To do this we need to specify a theme. In the “Themes” project you’ll find a couple of styles defined in styles.xml this time.
This theme specifies a button style to use for all buttons. In order to apply this theme to our app, we must edit the project’s AndroidManifest.xml and specify a theme attribute for either the application tag, or a single activity.
We’ve seen how 9-patch can make for scalable graphics, but it’s a little known fact that 9-patch actually supports 25 slices! You just add two black lines on each side and it allows two regions to scale. This means you can have an icon in the centre of the image that is unaffected by scaling, reducing the complexity of your layout and increasing the performance of your apps.

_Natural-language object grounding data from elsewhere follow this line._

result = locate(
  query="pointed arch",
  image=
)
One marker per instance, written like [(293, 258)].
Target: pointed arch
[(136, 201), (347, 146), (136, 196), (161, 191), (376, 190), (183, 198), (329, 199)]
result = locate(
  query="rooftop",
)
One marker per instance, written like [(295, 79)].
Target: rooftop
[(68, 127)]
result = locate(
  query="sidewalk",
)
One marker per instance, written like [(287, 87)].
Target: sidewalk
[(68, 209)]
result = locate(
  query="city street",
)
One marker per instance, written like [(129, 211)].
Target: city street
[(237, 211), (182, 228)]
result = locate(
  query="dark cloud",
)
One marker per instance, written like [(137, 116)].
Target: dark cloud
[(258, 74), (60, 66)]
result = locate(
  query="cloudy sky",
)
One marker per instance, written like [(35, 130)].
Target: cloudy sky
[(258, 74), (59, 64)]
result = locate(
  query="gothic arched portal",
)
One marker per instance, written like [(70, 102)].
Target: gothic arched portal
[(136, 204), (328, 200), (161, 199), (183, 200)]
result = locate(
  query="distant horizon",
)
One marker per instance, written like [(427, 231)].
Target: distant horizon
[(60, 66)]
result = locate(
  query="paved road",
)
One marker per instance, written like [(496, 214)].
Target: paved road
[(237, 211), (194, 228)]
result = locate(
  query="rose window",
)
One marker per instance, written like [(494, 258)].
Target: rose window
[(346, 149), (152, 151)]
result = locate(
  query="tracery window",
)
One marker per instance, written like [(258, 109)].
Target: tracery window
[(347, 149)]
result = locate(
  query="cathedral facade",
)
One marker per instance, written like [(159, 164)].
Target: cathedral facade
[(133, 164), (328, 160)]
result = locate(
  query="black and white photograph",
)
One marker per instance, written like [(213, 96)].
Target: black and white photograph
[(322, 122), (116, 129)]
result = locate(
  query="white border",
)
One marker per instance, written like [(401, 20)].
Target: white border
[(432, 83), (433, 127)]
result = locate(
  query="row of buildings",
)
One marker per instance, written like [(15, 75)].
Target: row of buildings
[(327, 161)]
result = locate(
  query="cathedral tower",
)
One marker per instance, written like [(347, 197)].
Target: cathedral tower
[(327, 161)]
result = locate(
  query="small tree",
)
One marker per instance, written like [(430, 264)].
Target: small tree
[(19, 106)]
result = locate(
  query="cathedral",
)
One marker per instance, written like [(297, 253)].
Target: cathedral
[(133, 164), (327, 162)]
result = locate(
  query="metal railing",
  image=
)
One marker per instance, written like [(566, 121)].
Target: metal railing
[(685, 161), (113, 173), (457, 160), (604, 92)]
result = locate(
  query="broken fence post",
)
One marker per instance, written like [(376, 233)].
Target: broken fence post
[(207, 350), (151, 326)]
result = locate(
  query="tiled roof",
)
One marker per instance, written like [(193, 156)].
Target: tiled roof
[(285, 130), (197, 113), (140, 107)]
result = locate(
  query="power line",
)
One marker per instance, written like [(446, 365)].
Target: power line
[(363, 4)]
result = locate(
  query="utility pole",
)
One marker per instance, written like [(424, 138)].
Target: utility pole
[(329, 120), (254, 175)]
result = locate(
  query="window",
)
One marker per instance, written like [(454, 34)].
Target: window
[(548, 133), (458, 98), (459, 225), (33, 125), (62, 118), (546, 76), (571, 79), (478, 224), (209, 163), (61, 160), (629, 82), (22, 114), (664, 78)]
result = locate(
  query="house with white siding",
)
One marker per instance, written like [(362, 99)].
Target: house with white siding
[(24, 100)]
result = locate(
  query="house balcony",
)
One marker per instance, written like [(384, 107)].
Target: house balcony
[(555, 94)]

If you really want to get a feel for how Android uses drawables to skin its widgets, dive into the Android SDK folder you extracted onto your machine and look for the SDK/platforms/android-8/data/res/drawable-hdpi folder (8 is the SDK version, Android 2.2 in this case). Find the file named “btn_default_normal.9.png”, this is the default button we replaced earlier. Remember the HDPI folder contains higher-res versions of everything in the MDPI folder. Either way these files provide a valuable starting point for creating your own skins.
From here you may want to also look at the styles.xml and themes.xml files inside the Android SDK res folders. These provide valuable information about how the standard widgets are all styled. Additionally we have the fonts. By default the “typeface” attribute only has a few limited options, but through code you can load and use custom font files with a combination of TypeFace.createFromAsset() and TextView.setTypeface().
In the past Android has been plagued by device manufacturers adding their own custom themes which can make your apps look unpredictable, from HTC’s white buttons to Samsung’s black buttons. With Android 4.0 developers can specify the new Holo theme and know that it will not change across devices regardless of the manufacturer’s custom theme. Either way if you have decided you want to customise the style of your widgets, you should go the whole hog, this way you know it will look exactly as you want and really stand out from standard looking apps.